И действительно, в комнату вошла Лидия Анисимовна — прохладная и свежая, вечерняя и оживленная. По ее виду можно было заключить, что на улице тихо и звездно, что деревня понемножку успокаивается, а река становится пустынной. Мокрые волосы женщины блестели, пахло от нее обской водой, и Прохоров, вспомнив о своем решении каждый день купаться, загрустил. А Лидия Анисимовна подошла к столу, летуче поцеловала мужа в щеку, села.

— Вы только поглядите на них! — насмешливо сказала женщина. — Они еще только начали разговаривать…

После этого Лидия Анисимовна смахнула с брови капельки речной воды и посмотрела на Прохорова прямо, дерзко и так откровенно неприязненно, что он, ничего не поняв, невольно посторонился взглядом. Лицо Лидии Анисимовны мгновенно постарело, сверкнули между губами остренькие зубы.

— Они еще только начали разговаривать… — звонким голосом повторила Лидия Анисимовна. — О прогулке они забыли…

И только тогда Прохоров понял, что произошло. «Я должен был предугадать это!» — подумал он, а вслух сказал:

— Я могу прийти завтра, Викентий Алексеевич.
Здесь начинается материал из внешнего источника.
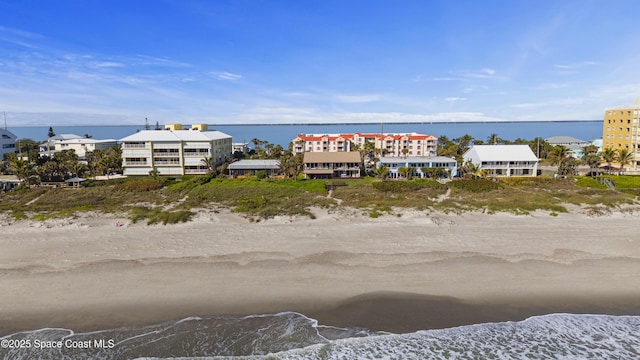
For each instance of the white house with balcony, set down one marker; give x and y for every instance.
(503, 160)
(174, 151)
(7, 143)
(79, 144)
(419, 164)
Слепой учитель молчал грустно, безнадежно; глазницы снова сделались морщинистыми, провалившимися, и он уже не походил на греческие скульптуры, у которых отсутствие живых глаз кажется естественным и потому незаметным. Как и Прохоров, он не знал, что сказать в злой и напряженной тишине.

— Идите гулять! — усмехнулась Лидия Анисимовна. — Зачем приходить еще завтра, когда можно продолжить разговор сегодня. Идите, идите!

Она уже ничего не скрывала. «Ты увидишь луну, реку, дома! — говорило лицо женщины. — А он… — Опять сверкнули мелкие зубы: — Ты любуешься его мужеством, станешь рассказывать за чашкой чая знакомым, с каким удивительным человеком познакомился в Сосновке, а он…»

— Вам еще неизвестно, Прохоров, почему в нашем доме нет ни одного мужского головного убора? — механическим голосом сказала Лидия Анисимовна.

— Ну, это дело времени! Рассказчик наверняка найдется…

— Лида!

— Не мешай, Викентий!

Не спуская глаз с Прохорова, она медленно засмеялась.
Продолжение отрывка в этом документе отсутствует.